— Я за вами с Антоном настиралась в свое время, хотя и не обязана была! — огрызаюсь я, и думаю с тоской, как же глупо веду себя, как это стыдно.
Мне уже много лет не доводилось вскакивать по ночам, испугавшись сна. И, очнувшись, я не сразу понимаю, где нахожусь. Своя комната кажется мне чужой, неузнаваемой. Я озираюсь, готовая закричать, но это длится не дольше минуты. Потом проступают знакомые очертания, которые были словно подернуты вуалью — траурной, густой.

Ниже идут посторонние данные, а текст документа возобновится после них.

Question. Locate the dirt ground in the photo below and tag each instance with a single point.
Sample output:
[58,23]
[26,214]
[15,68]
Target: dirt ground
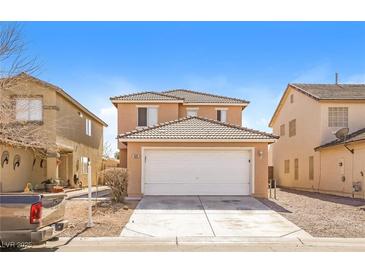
[321,215]
[109,219]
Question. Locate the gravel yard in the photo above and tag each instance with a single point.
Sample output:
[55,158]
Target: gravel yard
[321,215]
[109,219]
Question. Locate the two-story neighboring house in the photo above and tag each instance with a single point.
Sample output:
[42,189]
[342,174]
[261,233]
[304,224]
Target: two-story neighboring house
[307,156]
[183,142]
[75,131]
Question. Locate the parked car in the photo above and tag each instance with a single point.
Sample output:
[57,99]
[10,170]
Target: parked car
[31,218]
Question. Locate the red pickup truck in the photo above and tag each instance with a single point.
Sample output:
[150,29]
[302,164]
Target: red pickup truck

— Я схожу с ума, — шепчу я в пустоту и откидываюсь на подушку, больше всего боясь услышать детский смех, который может прозвучать в одном из уголков моей большой квартиры — главного достижения жизни девочки с окраины.
Но тишину этой ночи нарушали только мои собственные вскрики, потому что кошмары преследовали меня до утра.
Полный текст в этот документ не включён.